While Jadeja dealt in boundaries, Yadav kept the scoreboard ticking in one and twos. The duo, for that matter, complimented each other well.

Amidst all this, Jayant scored his maiden half-century, inclusive of 5 boundaries only 5.

Two boundaries came off Anderson: the first one was a push-drive down the ground, followed by a punch between point and cover-point.

The third was a long hop off Rashid, followed by another long hop. In fact, he is as good on the front-foot as he is on the back-foot. He neither leans forward for every delivery nor does he have any trigger movement. In short, he is rock solid at the crease.

His fifth and final boundary, nonetheless, was a thick outside edge past the wicketkeeper.

Now let’s walk through how he batted with the tail.

When Jadeja went back to the pavilion, the scorecard read 381 for 8.

Given India have only 2 wickets in hand, any specialist batsman would try to score runs at a brisk rate. But Jayant has a calm head over his shoulders. He played on England’s mind, keeping Umesh Yadav off the crease and dealing in one or twos every over.

Even though the Indian winter has begun, the conditions were hot for the Englishmen. If you thought Mohali’s weather was pleasant, there were plenty of shirtless men in the Barmy Army. It was past 13.00 hours, and England were on the field for the consecutive day.

Jayant’s resilience got under England’s skin. He did not hustle. He simply kept his cool at the crease and spent as much time he could in the middle, for he knew India had acquired enough lead.

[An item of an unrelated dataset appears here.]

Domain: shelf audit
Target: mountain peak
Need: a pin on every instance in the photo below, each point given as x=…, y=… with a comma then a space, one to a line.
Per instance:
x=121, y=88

Eventually, he was dismissed for 55, adding 33 runs with Umesh for the 9th wicket.

So far, so good! Jayant has already showed his character, even at crucial juncture. He, to put things into perspective, is a bright aspect for India in the long run. Why, you ask?

When India play abroad, they often play only a spinner. No doubt that Ashwin will feature in the playing XI. But India don’t have someone like Virender Sehwag or Sachin Tendulkar to roll over his arm in the time of need.

By all means, Jayant is a full-time batsman, a full-time bowler. No, he is not another Ashwin in the making. But, like Ashwin, he is a potential all-rounder, who can add value in the team. Why, you ask?

Barring the innings at Lord’s, Jadeja has not been imperative with the bat overseas not even in the West Indies.

On the other hand, Kohli fancies playing a five-bowler strategy. With three seamers, an Ashwin (because he is a brand) and an all-rounder in Jayant would make India a fierce force to reckon with, won’t it?